Salat al ghaib is a funeral prayer performed for a Muslim who has died far away from those offering the prayer (i.e., when the body is not present). The practice is based on a story of the Muhammad praying for Najashi, the king of Abyssinia. This event is documented in well-known Islamic texts.

=== Jurisprudential differences ===
Jurisprudentially, Sunni scholars have different views. The Shafi'i and Hanbali schools of thought usually allow for this prayer. However, the Hanafi and Maliki traditions often consider the Prophet's action to be a special case, or they limit the situations in which the prayer is appropriate.

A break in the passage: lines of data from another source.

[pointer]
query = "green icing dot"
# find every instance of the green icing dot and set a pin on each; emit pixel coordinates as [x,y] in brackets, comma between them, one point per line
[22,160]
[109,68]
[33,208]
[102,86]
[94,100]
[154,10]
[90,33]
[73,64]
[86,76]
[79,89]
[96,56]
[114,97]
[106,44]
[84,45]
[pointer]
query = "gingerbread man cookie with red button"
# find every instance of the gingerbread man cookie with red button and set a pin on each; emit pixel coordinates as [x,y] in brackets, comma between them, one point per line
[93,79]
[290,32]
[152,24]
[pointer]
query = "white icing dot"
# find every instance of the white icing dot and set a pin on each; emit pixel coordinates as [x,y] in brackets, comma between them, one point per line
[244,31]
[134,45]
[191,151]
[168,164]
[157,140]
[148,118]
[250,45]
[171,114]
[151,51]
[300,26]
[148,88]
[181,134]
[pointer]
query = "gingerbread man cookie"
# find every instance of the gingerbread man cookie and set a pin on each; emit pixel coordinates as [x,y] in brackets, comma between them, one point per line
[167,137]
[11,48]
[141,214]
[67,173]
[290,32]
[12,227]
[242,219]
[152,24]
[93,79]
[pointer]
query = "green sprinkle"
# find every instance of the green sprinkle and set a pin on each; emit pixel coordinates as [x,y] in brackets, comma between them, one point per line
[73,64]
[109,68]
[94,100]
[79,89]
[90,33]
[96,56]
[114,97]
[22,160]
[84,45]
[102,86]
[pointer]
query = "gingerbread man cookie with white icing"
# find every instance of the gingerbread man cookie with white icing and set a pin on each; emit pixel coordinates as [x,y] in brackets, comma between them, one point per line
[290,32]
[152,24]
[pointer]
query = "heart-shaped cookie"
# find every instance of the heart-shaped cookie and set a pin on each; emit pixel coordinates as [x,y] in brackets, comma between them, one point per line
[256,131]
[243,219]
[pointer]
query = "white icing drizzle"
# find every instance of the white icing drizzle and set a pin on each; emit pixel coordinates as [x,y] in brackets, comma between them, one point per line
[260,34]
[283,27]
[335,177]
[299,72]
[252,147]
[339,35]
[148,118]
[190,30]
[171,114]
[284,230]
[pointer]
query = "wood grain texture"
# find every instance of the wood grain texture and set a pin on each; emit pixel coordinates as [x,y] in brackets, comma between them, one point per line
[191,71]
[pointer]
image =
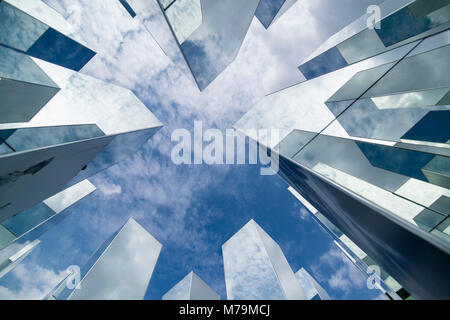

Contemporary fatwas and summaries of Fiqh still show these same differences and provide specific conditions for when the absentee prayer is recommended or allowed.

Shia jurisprudence generally does not permit the absentee funeral prayer, regarding the Prophet's prayer for the Negus as an exceptional case rather than a normative practice.

== Exceptions ==
According to an authentic hadith, Muhammad did not perform funeral prayer of a person who committed suicide;
Jabir b. Samura reported: [The dead body] of a person who had killed himself with a broad-headed arrow was brought before the Apostle of Allah, but he did not offer prayers for him.

Another exception is for one who hasn't paid off debts until someone paid them on the deceased person's behalf.